[Seconda sessione e decreto d'essa]
Il dí 7 di genaro, adonque, tutti i
prelati, vestiti in abito commune, si congregarono in casa del primo legato, da
dove partendosi con la croce inanzi s'inviarono alla chiesa catedrale. Dal
contado di Trento furono congregati nella città, 300 fanti, armati parte di
piche, parte di archibugi, con alquanti cavalli, quali si misero in fila da
ambedue le parti della strada, dalla casa sino alla chiesa, et entrati in
chiesa i legati et i prelati, ridotta tutta la soldatesca in piazza, si sparò
l'archibusaria e la soldatesca restò nella piazza a fare la guardia a quella
sessione. Oltre il legato et il cardinale di Trento, si ritrovarono 4
arcivescovi, 28 vescovi, 3 abbati della congregazione cassinense e 4 generali,
i quali stavano sedendo nel luogo della sessione: queste 43 persone
costituivano il concilio generale. Degli arcivescovi, doi erano portativi, mai
veduti dalle chiese de quali avevano il titolo, solo per causa d'onore datogli
dal pontefice: uno, Olao Magno, con nome d'arcivescovo upsalense in Gozia, e
l'altro Roberto Venanzio, scocese, arcivescovo d'Armacano in Ibernia, il quale,
uomo di brevissima vista, era commendato di questa virtú, di correr alla posta
meglio d'uomo del mondo. Questi doi, sostentati in Roma qualche anni per limosina
del papa, furono mandati a Trento per crescer il numero e dependere da' legati.

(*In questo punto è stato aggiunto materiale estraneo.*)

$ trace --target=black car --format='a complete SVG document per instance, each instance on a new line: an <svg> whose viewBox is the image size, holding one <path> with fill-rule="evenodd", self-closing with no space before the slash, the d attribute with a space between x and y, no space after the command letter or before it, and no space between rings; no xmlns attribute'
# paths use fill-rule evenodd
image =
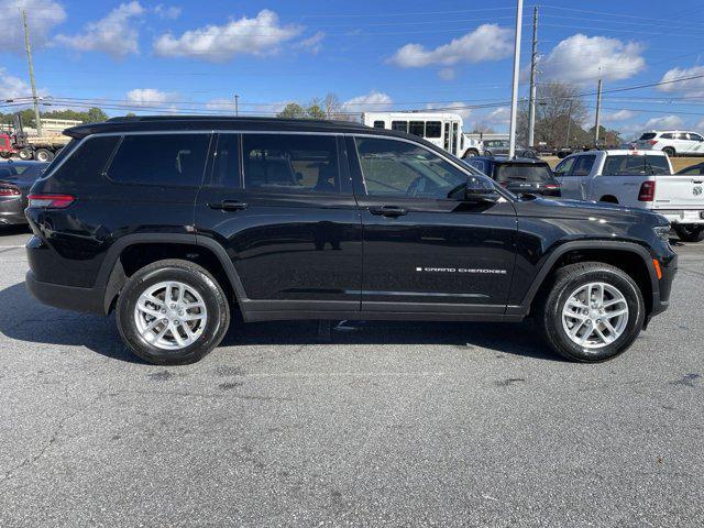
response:
<svg viewBox="0 0 704 528"><path fill-rule="evenodd" d="M603 361L669 304L661 216L526 199L427 141L354 123L121 118L72 143L26 210L30 292L117 312L158 364L246 321L536 319Z"/></svg>
<svg viewBox="0 0 704 528"><path fill-rule="evenodd" d="M554 178L548 162L534 157L471 157L464 163L486 174L517 195L531 193L543 196L561 196L560 183Z"/></svg>
<svg viewBox="0 0 704 528"><path fill-rule="evenodd" d="M0 163L0 226L26 224L26 196L48 163Z"/></svg>

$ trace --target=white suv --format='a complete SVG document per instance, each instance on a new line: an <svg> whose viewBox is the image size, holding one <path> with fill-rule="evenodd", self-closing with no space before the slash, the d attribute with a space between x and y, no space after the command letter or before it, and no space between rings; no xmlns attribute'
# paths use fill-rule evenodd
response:
<svg viewBox="0 0 704 528"><path fill-rule="evenodd" d="M668 156L704 156L704 138L696 132L681 130L652 130L635 143L641 151L662 151Z"/></svg>

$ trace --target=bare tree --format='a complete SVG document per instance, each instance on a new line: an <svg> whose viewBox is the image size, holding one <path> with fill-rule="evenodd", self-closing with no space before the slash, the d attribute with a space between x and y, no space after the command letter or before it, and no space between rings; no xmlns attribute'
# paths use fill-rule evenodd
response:
<svg viewBox="0 0 704 528"><path fill-rule="evenodd" d="M587 144L588 133L583 129L588 117L584 98L579 87L559 81L538 85L536 97L536 143L551 146ZM568 134L569 132L569 134ZM518 113L518 139L528 138L528 105Z"/></svg>

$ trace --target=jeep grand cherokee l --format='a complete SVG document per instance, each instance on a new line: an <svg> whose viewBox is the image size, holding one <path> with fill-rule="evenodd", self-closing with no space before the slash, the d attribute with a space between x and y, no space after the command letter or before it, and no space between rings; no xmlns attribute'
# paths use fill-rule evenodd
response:
<svg viewBox="0 0 704 528"><path fill-rule="evenodd" d="M659 215L519 199L422 139L353 123L123 118L73 138L30 196L26 285L117 312L158 364L244 321L520 321L576 361L627 349L676 268Z"/></svg>

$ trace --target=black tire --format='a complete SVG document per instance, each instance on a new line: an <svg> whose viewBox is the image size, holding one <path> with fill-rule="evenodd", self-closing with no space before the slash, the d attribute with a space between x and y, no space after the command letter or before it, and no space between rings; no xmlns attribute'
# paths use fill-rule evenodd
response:
<svg viewBox="0 0 704 528"><path fill-rule="evenodd" d="M47 148L40 148L34 155L37 162L48 163L54 160L54 153Z"/></svg>
<svg viewBox="0 0 704 528"><path fill-rule="evenodd" d="M600 282L617 288L626 299L628 319L623 333L601 349L573 342L562 324L562 310L570 295L581 286ZM536 299L538 326L546 342L570 361L597 363L625 352L636 340L646 319L646 305L636 282L618 267L602 262L583 262L556 272L544 295Z"/></svg>
<svg viewBox="0 0 704 528"><path fill-rule="evenodd" d="M704 226L675 224L674 232L682 242L701 242L704 240Z"/></svg>
<svg viewBox="0 0 704 528"><path fill-rule="evenodd" d="M146 342L138 330L135 306L140 296L162 282L178 280L194 288L204 299L208 318L198 339L179 350L164 350ZM215 277L188 261L165 260L143 267L132 275L118 298L117 322L125 344L144 361L155 365L195 363L215 349L230 326L230 305Z"/></svg>

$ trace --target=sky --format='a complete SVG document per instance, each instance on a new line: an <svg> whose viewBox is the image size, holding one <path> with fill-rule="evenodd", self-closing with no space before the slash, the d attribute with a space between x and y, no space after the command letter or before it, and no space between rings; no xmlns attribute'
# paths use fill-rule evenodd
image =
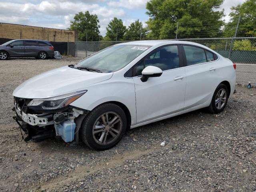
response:
<svg viewBox="0 0 256 192"><path fill-rule="evenodd" d="M128 26L137 19L144 25L148 19L145 8L149 0L0 0L0 22L66 29L75 14L88 10L98 15L103 36L114 17ZM245 0L225 0L222 8L228 21L230 8Z"/></svg>

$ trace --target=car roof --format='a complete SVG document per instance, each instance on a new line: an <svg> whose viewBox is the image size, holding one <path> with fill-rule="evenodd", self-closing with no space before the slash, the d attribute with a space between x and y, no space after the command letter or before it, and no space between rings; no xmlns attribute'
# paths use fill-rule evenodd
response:
<svg viewBox="0 0 256 192"><path fill-rule="evenodd" d="M43 41L44 42L50 42L49 41L47 41L46 40L40 40L39 39L14 39L15 40L29 40L30 41Z"/></svg>
<svg viewBox="0 0 256 192"><path fill-rule="evenodd" d="M149 46L162 46L170 44L187 44L192 45L199 46L201 47L205 47L201 44L199 44L194 42L185 41L178 41L176 40L149 40L144 41L130 41L122 43L122 44L125 45L147 45Z"/></svg>

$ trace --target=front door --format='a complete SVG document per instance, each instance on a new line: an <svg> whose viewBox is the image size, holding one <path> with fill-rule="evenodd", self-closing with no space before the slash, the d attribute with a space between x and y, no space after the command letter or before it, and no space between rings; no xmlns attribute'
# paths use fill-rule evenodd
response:
<svg viewBox="0 0 256 192"><path fill-rule="evenodd" d="M11 47L11 45L13 47ZM10 57L24 56L24 46L23 46L23 41L18 40L12 42L9 47L9 53Z"/></svg>
<svg viewBox="0 0 256 192"><path fill-rule="evenodd" d="M134 67L137 124L183 110L186 79L185 69L180 68L179 53L177 45L162 47ZM142 82L141 72L149 66L159 67L163 73Z"/></svg>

In piedi erano circa 20 teologi; vi intervenne l'ambasciatore del re de' Romani
et il procuratore del cardinale d'Augusta, che sedettero nella banca degli
oratori, et appresso loro su la stessa banca sedevano 10 gentiluomini de'
circonvicini, eletti dal cardinale di Trento. Fu cantata la messa da Giovanni
Fonseca, vescovo di Castelamare; fece il sermone nella messa Coriolano
Martirano, vescovo di San Marco.
Finita la messa, i prelati si vestirono
pontificalmente e furono fatte le letanie et orazioni, come nella sessione
prima. Quali finite e seduti tutti, il vescovo celebrante, montato nel pulpito,
lesse la bolla, di sopra menzionata, che non fossero ammessi i procuratori degli
assenti a dare voto, e non si fece menzione d'un altra, nella quale erano
eccettuati quei di Germania. Dipoi lesse il decreto nel quale la sinodo
essortava tutti i fedeli congregati in Trento a vivere nel timore di Dio e
pregare ogni giorno per la pace de prencipi et unità della Chiesa, e le persone
del concilio a dire messa almeno la dominica, e pregare per il papa,
imperatore, re e prencipi, e tutti a digiunare e fare limosine, essere sobrii,
instruire i loro famigliari. Essortava anco tutti, massime i letterati, a
pensar accuratamente le vie e modi di propulsare le eresie e ne' consessi usare
modestia nel parlare. E di piú ordinò che se alcuno non sedesse al luogo suo, o
dasse voto, overo intervenisse nelle congregazioni, a nissuno fosse fatto pregiudicio,
né acquistata nuova raggione. Il qual letto, interrogati i padri, risposero:
«placet». Ma i francesi aggionsero che non approvavano il titolo cosí
imperfetto e vi ricercavano l'aggionta: «universalem Ecclesiam repraesentans».
In fine fu ordinata la futura sessione per il dí 4 febraro e licenziati i
padri; quali, deposto gli abiti pontificali, ne' communi accompagnarono i
legati in casa col medesimo ordine che erano alla chiesa venuti; il quale fu in
tutte le seguenti sessioni osservato.